Registration to “What is memory?” Brain Mind Institute Symposium is now open! Places are limited and it’s first come first serve so go for it, now, & please boost this news! Looking forward to seeing you all there!
We read this very cool paper from Ayelet Sarel, Shaked Palgi, Dan Blum, Johnatan Aljadeff, Liora Las & Nachum Ulanovsky in our lab meeting today.
https://www.nature.com/articles/s41586-022-05112-2 (open access!)
They recorded from two bats flying back and forth in a 135m tunnel. They wirelessly recorded from the hippocampus of one of the bats and recorded the position and ultrasonic vocalizations of the bats. As the bats approach each other, they dramatically increase their vocalizations (presumably to avoid collision).
Hippocampal place cells are modulated by the relative position of the animals in complex ways, and this modulation is very rapid (turns on and off within a few seconds) as the bats approach each other.
I think the paper is quite a beautiful demonstration of how we can use ethological phenomena (like the sudden appearance of a conspecific) to better understand neural dynamics.
That said, I have a substantial concern with the paper. Hopefully, this toot might find its way to the authors - encourage them to join mastodon and reply :)
The authors analyze the neural activity relative to the tunnel , which they call "position" and with respect to the other bat which they call "interbat distance". However, the measure that they call "interbat distance" is not distance. Euclidean distance along a line is defined as +√((x₂-x₁)²). **It is always positive**. The authors _redefined_ distance to be the signed value x₂-x₁. This quantify is the position of x₂ relative to x₁, not the distance.
You might think that I'm being pedantic.

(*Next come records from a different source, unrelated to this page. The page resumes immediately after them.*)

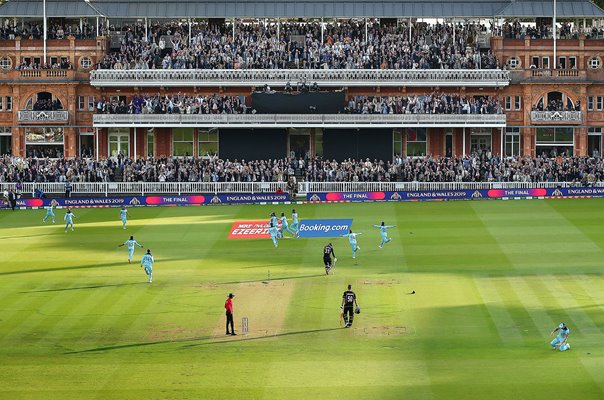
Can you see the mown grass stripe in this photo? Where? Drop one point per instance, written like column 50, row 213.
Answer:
column 501, row 318
column 583, row 323
column 532, row 304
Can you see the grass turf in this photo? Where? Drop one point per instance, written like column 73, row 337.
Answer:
column 492, row 279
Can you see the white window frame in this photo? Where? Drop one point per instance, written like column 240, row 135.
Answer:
column 86, row 60
column 513, row 133
column 6, row 63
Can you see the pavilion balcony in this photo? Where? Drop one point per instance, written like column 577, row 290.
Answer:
column 280, row 77
column 299, row 120
column 38, row 117
column 557, row 117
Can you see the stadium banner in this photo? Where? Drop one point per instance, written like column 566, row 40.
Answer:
column 311, row 228
column 118, row 201
column 256, row 229
column 455, row 194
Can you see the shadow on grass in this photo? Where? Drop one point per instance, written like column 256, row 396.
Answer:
column 205, row 340
column 77, row 267
column 85, row 287
column 272, row 279
column 22, row 236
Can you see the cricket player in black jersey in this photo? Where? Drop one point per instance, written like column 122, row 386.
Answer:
column 349, row 300
column 327, row 253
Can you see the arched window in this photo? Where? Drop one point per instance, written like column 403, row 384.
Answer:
column 44, row 101
column 555, row 101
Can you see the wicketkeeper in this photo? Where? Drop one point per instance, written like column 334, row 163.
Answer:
column 327, row 253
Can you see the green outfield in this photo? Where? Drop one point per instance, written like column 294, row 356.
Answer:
column 492, row 279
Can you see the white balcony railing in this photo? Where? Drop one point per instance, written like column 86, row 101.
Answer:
column 299, row 120
column 81, row 189
column 556, row 117
column 43, row 116
column 280, row 77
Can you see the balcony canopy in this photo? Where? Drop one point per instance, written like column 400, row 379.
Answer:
column 159, row 9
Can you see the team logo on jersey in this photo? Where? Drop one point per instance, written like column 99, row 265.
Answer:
column 257, row 229
column 310, row 228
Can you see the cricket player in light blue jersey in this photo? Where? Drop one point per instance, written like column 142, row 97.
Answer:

Maybe the authors just thought it would be clearer to talk about "position" and "distance" instead of saying "tunnel position" and "position relative to other bat". However, they claim that "hippocampal neurons can rapidly switch their core computation to represent the relevant behavioural variables." If we change their wording to my wording, then what they have shown is that hippocamal neurons can rapidly switch the reference point that is being used to represent their current position, including using a reference point that is moving.
This is still a cool result. But is less novel. There is extensive work examining how hippocampus remaps or "reregisters" place cells when animals have to monitor multiple reference frames. A nice example is from [André Fenton's lab](https://journals.plos.org/plosbiology/article?id=10.1371/journal.pbio.1000403). The authors cite Fenton's work but say that Fenton "reported switching between two position maps, whereas here we found switching from position representation to distance-by-position representation." And that, i think really underscores how their redefinition of distance influenced the way they think about their results.
Be cautious in interpreting the results from fitting cognitive/computational models!
This is, in some ways, obviously true. But it is quite common in the field (and even in my own work) to "over-interpret" results from model fitting. I think the real long term solution to this is pre-registration, so that we are not using models to "discover" effects but to make specific predictions.